The defense lawyers even allowed Fagre to present his “repeat photography project” pictures of steadily-melting glaciers in Glacier Park, without calendar dates. Thus, Fagre presented old black-and-white photos of given glaciers in, say 1907—showing the glaciers looking immense—juxtaposed against pictures of the same glaciers—much diminished—taken a century later. This is mostly a trick, because glaciers melt steadily each summer. A picture taken in June will always show a glacier much larger than the same glacier will appear in late August of any year. Yet the State of Montana’s attorneys failed to challenge or even question Fagre’s sleight of hand.
Trial in Held v. Montana might be compared to the Salem Witch Trials, in which “spectral evidence” was presented without challenge. Perhaps the State intends to overturn any adverse ruling on appeal on procedural, rather than factual grounds. Montana State Attorney General Austin Knudsen has described the trial as a “waste of time.” Or perhaps the State’s attorneys don’t know enough to challenge assertions of impending catastrophic-global-warming-by-fossil-fuels. Or maybe the State’s attorneys don’t feel confident enough to launch a frontal assault on the supposedly settled “science.” Or perhaps the State’s lawyers believe they are acting out of political expedience, wagering that a full-throated challenge of manmad-global-warming claims might alienate constituents; or might invite attacks by newspaper reporters; or something.
But the State’s failure to defend fossil fuels allows the most extreme advocates of net-zero theology to essentially control the debate. For two weeks the Helena courthouse and parking lot were transformed into a carnival of signs, rallies, high-fives, and photo ops. The courtroom audience was packed to overflowing with supporters of the plaintiffs. They laughed, giggled and flashed thumbs-up hand signals when their witnesses scored rhetorical points. A community theater across the street from the courthouse displayed a live feed of the trial where observers could drink beer and cheer as they watched the trial on screen. Already the plaintiffs are claiming victory, and pronouncing that the State offered no defense because there was no defense for fossil fuels.

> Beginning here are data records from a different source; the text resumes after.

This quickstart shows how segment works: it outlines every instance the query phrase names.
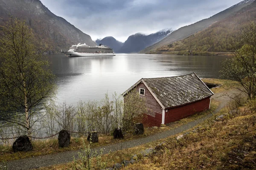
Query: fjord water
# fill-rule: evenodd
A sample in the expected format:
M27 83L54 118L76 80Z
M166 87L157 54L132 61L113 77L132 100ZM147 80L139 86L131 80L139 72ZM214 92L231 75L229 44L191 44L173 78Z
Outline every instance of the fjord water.
M49 55L58 79L57 102L76 105L79 100L100 100L108 92L122 94L141 78L195 73L218 78L221 62L230 57L117 54L116 56L67 57Z

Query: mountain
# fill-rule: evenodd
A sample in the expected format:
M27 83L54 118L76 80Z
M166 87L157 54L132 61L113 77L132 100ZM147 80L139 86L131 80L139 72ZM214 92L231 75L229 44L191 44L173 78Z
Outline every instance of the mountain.
M106 37L103 39L97 39L95 42L99 45L102 44L113 49L114 52L117 51L121 48L124 44L123 42L117 41L113 37Z
M137 33L128 37L123 45L117 52L120 53L137 53L145 48L151 45L172 32L171 29L162 30L155 33L146 35Z
M78 42L96 45L89 35L52 13L39 0L0 0L0 26L5 25L9 14L25 20L32 28L37 46L48 54L67 50Z
M203 31L156 51L158 54L179 51L180 54L187 54L190 50L199 54L230 51L232 47L229 39L238 37L241 30L252 22L256 23L256 1Z
M253 1L254 0L244 0L209 18L180 28L172 32L162 40L142 50L140 53L150 53L165 45L168 45L186 38L209 27L214 23L224 19L234 12L238 11L242 8L251 4Z

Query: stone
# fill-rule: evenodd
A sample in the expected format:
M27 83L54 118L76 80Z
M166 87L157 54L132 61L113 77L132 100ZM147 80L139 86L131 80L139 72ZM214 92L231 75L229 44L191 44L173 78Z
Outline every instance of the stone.
M183 138L183 137L184 137L184 135L183 135L183 134L179 135L179 136L177 136L177 137L176 137L176 140L180 139L181 138Z
M67 147L70 143L70 134L67 130L62 130L60 131L58 136L59 147Z
M130 161L125 160L122 162L122 164L124 165L124 166L125 167L126 167L127 165L128 165L129 164L131 164L131 162L130 162Z
M141 153L143 156L147 156L154 152L154 149L150 148L140 152L140 153Z
M12 150L14 152L18 151L29 151L33 150L32 144L29 138L26 135L19 137L12 144Z
M135 135L141 135L144 133L144 130L143 124L141 123L137 123L135 124L134 128L134 133Z
M122 130L117 128L114 130L113 136L114 139L124 139L124 136L122 134Z
M138 156L137 156L137 155L135 154L133 156L132 156L131 157L131 159L134 159L134 160L137 160L137 159L138 159Z
M165 142L163 142L163 143L157 144L157 146L155 147L154 150L159 151L164 149L166 145L165 143Z
M120 170L122 167L122 165L119 163L116 163L113 166L114 170Z
M97 132L92 132L89 133L87 136L87 140L90 141L90 140L91 140L91 142L93 143L98 142L99 142Z
M135 161L133 159L131 159L131 160L130 160L130 162L131 162L131 164L134 164L134 163L135 163L136 162L136 161Z

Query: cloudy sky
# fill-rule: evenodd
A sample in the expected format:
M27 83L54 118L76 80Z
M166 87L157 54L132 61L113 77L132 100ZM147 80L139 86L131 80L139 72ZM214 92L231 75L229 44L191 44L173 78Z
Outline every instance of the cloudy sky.
M124 42L137 32L177 29L209 17L242 0L41 0L93 40Z

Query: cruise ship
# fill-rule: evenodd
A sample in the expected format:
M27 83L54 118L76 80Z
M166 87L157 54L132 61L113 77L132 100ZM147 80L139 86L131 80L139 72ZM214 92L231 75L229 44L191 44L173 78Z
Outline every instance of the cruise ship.
M115 53L111 48L100 44L99 46L90 47L85 43L79 43L77 45L72 45L67 51L61 52L67 57L79 56L113 56Z

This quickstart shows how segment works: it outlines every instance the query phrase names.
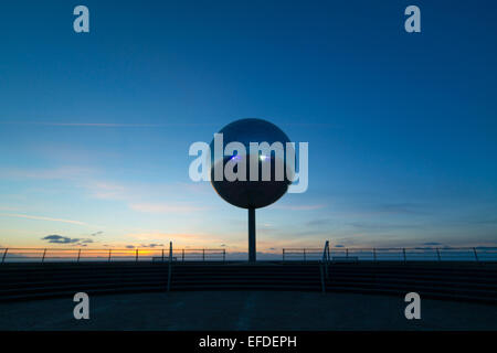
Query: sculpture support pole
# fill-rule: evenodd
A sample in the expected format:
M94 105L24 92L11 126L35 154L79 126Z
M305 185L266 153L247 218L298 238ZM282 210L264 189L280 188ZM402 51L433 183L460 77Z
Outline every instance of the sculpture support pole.
M248 263L255 258L255 208L248 208Z

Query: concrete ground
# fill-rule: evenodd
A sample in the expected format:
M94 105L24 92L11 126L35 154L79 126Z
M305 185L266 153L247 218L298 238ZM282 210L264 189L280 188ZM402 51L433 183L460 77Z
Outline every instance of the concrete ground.
M298 291L192 291L94 296L89 320L72 298L0 303L0 330L497 330L497 306Z

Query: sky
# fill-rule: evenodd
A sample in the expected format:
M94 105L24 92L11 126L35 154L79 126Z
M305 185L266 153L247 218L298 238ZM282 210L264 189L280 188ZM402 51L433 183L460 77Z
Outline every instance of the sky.
M89 33L73 31L74 7ZM421 9L421 33L404 9ZM497 245L493 1L10 1L0 11L0 247L246 252L246 210L188 174L262 118L309 188L257 249Z

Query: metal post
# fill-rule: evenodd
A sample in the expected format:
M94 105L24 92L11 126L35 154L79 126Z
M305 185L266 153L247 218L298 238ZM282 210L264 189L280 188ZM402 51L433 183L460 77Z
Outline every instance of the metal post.
M168 291L171 290L172 242L169 242Z
M325 274L322 272L322 264L319 266L319 274L321 275L321 291L326 292Z
M255 261L255 208L248 208L248 263Z
M9 252L8 247L6 247L6 250L3 252L2 264L6 261L7 252Z

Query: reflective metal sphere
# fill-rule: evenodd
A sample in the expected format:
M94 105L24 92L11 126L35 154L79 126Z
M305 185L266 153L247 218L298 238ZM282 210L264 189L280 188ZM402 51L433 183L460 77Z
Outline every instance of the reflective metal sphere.
M214 153L214 140L211 142L211 183L218 194L232 205L243 208L260 208L267 206L279 197L282 197L288 190L294 176L294 170L287 170L287 147L289 142L288 137L277 126L262 119L241 119L226 125L219 133L223 133L223 151L220 156ZM245 147L245 153L233 153L224 156L224 148L230 142L241 142ZM281 142L283 145L283 160L277 160L277 153L271 152L271 156L258 153L258 179L257 181L250 180L250 142ZM221 157L221 158L220 158ZM228 181L225 175L222 181L214 180L214 169L220 163L222 169L228 162L236 160L239 163L244 162L246 165L246 181ZM263 164L271 163L271 180L264 181L262 179ZM276 165L283 164L284 176L283 180L276 180ZM293 164L295 165L295 164ZM237 167L234 168L237 171ZM224 173L223 173L224 174Z

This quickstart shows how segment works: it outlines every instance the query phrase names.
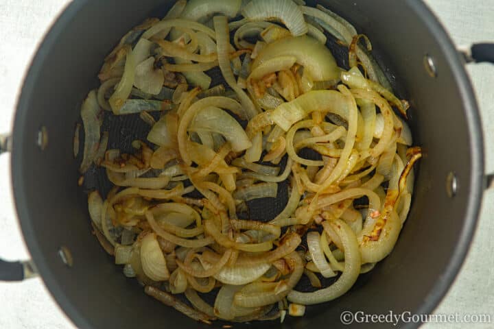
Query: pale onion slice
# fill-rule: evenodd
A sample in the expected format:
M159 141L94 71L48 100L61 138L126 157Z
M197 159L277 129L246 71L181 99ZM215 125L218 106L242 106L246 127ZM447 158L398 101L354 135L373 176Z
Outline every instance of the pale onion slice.
M349 119L346 97L336 90L312 90L283 103L271 114L272 121L285 132L314 111L331 112Z
M250 201L264 197L276 197L277 193L277 184L259 183L237 188L233 193L233 197L237 200Z
M319 233L317 232L309 232L307 233L307 242L312 261L318 269L319 269L322 276L325 278L336 276L336 273L331 269L322 252Z
M158 122L154 123L154 125L148 134L148 141L162 147L170 148L174 147L173 140L167 125L166 116L161 117Z
M336 282L327 288L313 293L301 293L292 291L288 294L288 300L292 302L303 305L312 305L338 298L351 288L360 274L360 252L353 231L344 221L340 219L322 223L324 225L330 226L341 239L344 249L344 269Z
M240 102L244 106L248 119L253 118L258 112L254 103L246 93L239 87L235 80L230 64L230 45L228 20L224 16L215 16L213 19L215 31L216 32L216 46L217 47L217 60L222 74L226 83L237 93Z
M158 95L164 82L163 71L154 69L154 57L150 57L136 67L134 86L141 91L150 95Z
M305 314L305 305L290 303L288 306L288 315L291 317L303 317Z
M93 191L88 195L88 208L89 217L95 225L102 229L102 208L103 208L103 199L97 191Z
M252 145L240 124L226 111L209 106L199 112L189 126L191 132L217 132L222 135L232 146L232 150L240 152Z
M144 273L150 279L163 281L169 278L166 260L154 233L146 235L141 241L141 263Z
M124 75L117 86L113 95L108 101L113 113L118 114L120 109L124 106L125 101L128 99L132 86L134 86L134 78L135 77L136 62L134 59L134 54L130 46L126 46L127 56Z
M213 31L211 29L207 27L204 24L183 19L172 19L161 21L160 23L156 24L148 31L144 32L142 38L145 39L150 39L154 36L155 36L156 34L162 31L165 31L167 30L167 29L171 29L172 27L186 27L189 29L192 29L195 31L201 31L213 38L216 38L214 31ZM165 38L166 36L163 36L162 34L160 34L159 37L161 38Z
M244 287L243 285L225 284L221 287L214 304L214 314L224 320L233 320L255 313L257 308L239 307L233 304L235 294Z
M100 112L96 91L91 90L81 108L81 117L84 128L84 156L80 169L82 173L89 169L97 153L100 138Z
M267 43L271 43L277 40L282 39L290 36L292 36L292 34L290 31L275 25L268 26L264 29L262 32L261 32L261 38L262 38Z
M202 262L205 269L213 265L207 262ZM258 264L254 266L225 266L218 273L213 276L215 279L225 284L234 284L236 286L247 284L261 278L271 265L267 263Z
M296 62L295 56L278 56L266 60L252 70L247 78L248 82L257 80L273 72L288 70Z
M292 0L252 0L242 13L250 21L281 21L294 36L303 36L308 30L303 14Z
M182 293L185 291L187 287L187 276L180 269L176 269L169 278L170 291L173 294Z
M133 50L136 65L142 63L150 56L152 45L153 43L148 39L139 39Z
M180 17L198 21L213 14L222 14L233 19L237 16L242 0L189 0Z
M130 261L133 247L132 245L116 245L115 247L115 264L124 265Z
M256 57L252 69L255 70L266 60L279 56L296 57L297 63L309 71L315 82L340 78L340 69L329 49L307 36L284 38L267 45Z

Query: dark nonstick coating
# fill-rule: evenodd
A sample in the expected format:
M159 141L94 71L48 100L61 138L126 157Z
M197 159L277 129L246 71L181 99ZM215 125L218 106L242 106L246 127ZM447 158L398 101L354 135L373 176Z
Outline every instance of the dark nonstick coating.
M331 51L331 53L336 60L337 64L340 67L349 70L350 68L348 64L349 53L347 47L340 45L337 42L337 39L331 34L327 32L325 32L325 34L328 38L327 47ZM386 72L386 70L383 71ZM211 88L219 84L225 84L219 70L209 72L209 74L213 77ZM395 80L392 80L391 76L388 76L388 78L393 82L396 81ZM139 114L118 116L114 115L108 111L104 111L104 120L101 127L101 131L109 132L108 149L120 149L122 153L132 153L135 151L132 146L132 142L134 140L145 141L150 147L153 147L152 143L150 143L146 139L150 127L139 117ZM151 112L151 114L156 119L158 119L159 114L157 112ZM80 150L78 159L76 159L78 163L80 163L80 161L82 161L84 134L81 134L80 140L82 142L80 146L81 149ZM303 155L304 158L314 158L317 157L317 155L314 154L315 152L311 152L310 150L303 151L306 151L305 154ZM285 158L286 156L285 156ZM286 158L281 163L280 172L283 172L285 164ZM186 184L189 184L190 183L186 181ZM278 185L277 197L263 198L248 202L247 203L248 207L248 214L241 214L240 217L248 218L249 219L258 220L259 221L268 221L274 219L283 210L288 201L289 180L287 180L279 183ZM99 191L104 197L112 187L113 187L113 184L108 180L104 168L93 166L84 175L84 188L86 191ZM193 197L198 197L199 195L197 195L197 193L195 193ZM303 239L301 249L305 249L306 247L307 241ZM336 280L335 278L326 279L320 273L316 273L316 275L321 280L323 287L331 284ZM366 282L367 276L368 276L366 275L360 276L358 279L359 281L356 284L358 286L360 284L360 282ZM134 284L137 284L137 281ZM296 289L301 291L313 291L316 290L311 286L308 278L305 276L303 276ZM202 297L213 304L215 296L217 293L217 289L215 289L209 294L207 294L209 295L202 295ZM187 302L186 299L183 298L183 296L180 297L182 297L181 299L183 300L188 304L188 302Z
M373 40L378 62L386 63L399 95L412 106L412 132L427 156L416 177L408 221L393 252L361 277L349 293L308 308L305 317L289 319L283 326L339 328L340 313L345 310L430 313L468 249L484 182L478 113L463 63L420 1L319 2L355 23ZM141 0L139 5L133 0L73 1L47 36L19 99L12 156L19 220L45 282L80 328L201 326L144 295L135 280L124 278L113 259L104 254L89 233L86 195L77 187L78 163L71 155L73 125L88 90L98 86L95 76L102 59L132 26L145 17L162 16L167 9L163 5L162 0ZM435 59L435 79L423 69L426 53ZM137 132L122 122L115 123L112 135L119 125ZM35 143L42 126L49 139L43 151ZM118 138L110 136L110 147L124 146ZM450 171L459 182L454 199L447 197L445 188ZM93 177L94 185L86 188L104 184L102 175ZM71 251L74 261L70 268L60 261L60 246ZM255 326L279 326L275 322Z

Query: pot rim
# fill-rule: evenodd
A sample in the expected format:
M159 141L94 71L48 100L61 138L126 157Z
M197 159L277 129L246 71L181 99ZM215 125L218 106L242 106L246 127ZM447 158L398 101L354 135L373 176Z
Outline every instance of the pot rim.
M71 23L80 9L86 5L89 2L88 1L71 2L56 19L40 45L24 78L21 93L18 99L14 123L11 157L12 186L17 217L25 243L49 291L64 313L80 328L91 328L91 321L84 317L73 305L64 288L53 275L46 261L45 255L40 251L39 241L30 220L31 214L27 208L27 203L23 197L25 194L23 186L25 184L21 169L23 167L24 160L22 155L24 143L22 127L24 126L24 123L29 120L30 95L36 88L34 82L37 81L40 67L49 53L47 49L51 49L57 42L58 36L64 30L64 27ZM463 230L456 247L452 250L449 263L444 269L442 280L437 282L429 293L425 296L422 306L417 310L413 310L414 314L430 314L437 307L451 287L463 263L473 239L485 186L484 145L478 107L471 83L465 71L464 61L459 56L445 29L428 7L422 1L407 0L406 3L411 10L418 14L423 20L423 23L429 28L436 40L438 40L439 46L444 52L447 62L451 66L454 78L458 84L461 97L463 99L466 123L471 136L472 163L469 178L471 190L467 204ZM404 327L416 328L419 324L409 323Z

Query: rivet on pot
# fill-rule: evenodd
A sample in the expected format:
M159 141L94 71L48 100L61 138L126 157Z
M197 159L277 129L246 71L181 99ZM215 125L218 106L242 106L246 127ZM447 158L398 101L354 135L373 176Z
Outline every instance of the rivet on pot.
M434 64L434 59L429 54L425 54L423 59L423 64L425 71L432 77L437 77L437 69Z
M446 193L448 197L453 197L456 195L458 191L458 178L456 175L453 172L450 172L446 178Z
M48 130L44 125L38 131L36 145L41 149L41 151L44 151L48 146Z
M69 267L72 267L73 265L73 258L72 258L72 254L70 250L65 246L62 246L58 249L58 256L60 259Z

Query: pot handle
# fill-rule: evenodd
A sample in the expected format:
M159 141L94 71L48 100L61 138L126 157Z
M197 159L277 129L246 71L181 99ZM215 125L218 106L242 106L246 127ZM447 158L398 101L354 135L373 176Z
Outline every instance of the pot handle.
M475 43L467 47L460 47L460 52L467 63L494 64L494 43Z
M475 43L459 49L467 63L489 62L494 64L494 43ZM486 176L487 188L494 188L494 173Z
M10 152L12 149L12 137L10 134L0 134L0 154Z
M0 154L10 151L12 138L0 134ZM32 260L8 262L0 258L0 281L22 281L37 276Z

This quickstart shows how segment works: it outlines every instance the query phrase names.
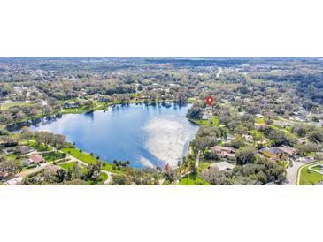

Judge Seeley has indicated she will render her verdict in the next few weeks.
The carnival-like atmosphere outside the courthouse in Helena, Montana.
Daniel Fagre, one of the star witnesses for the plaintiffs, had previously predicted that the glaciers in Glacier National Park would be gone by 2020. (Most observers believe there has been little or no net melting of GNP’s glaciers in at least a decade.)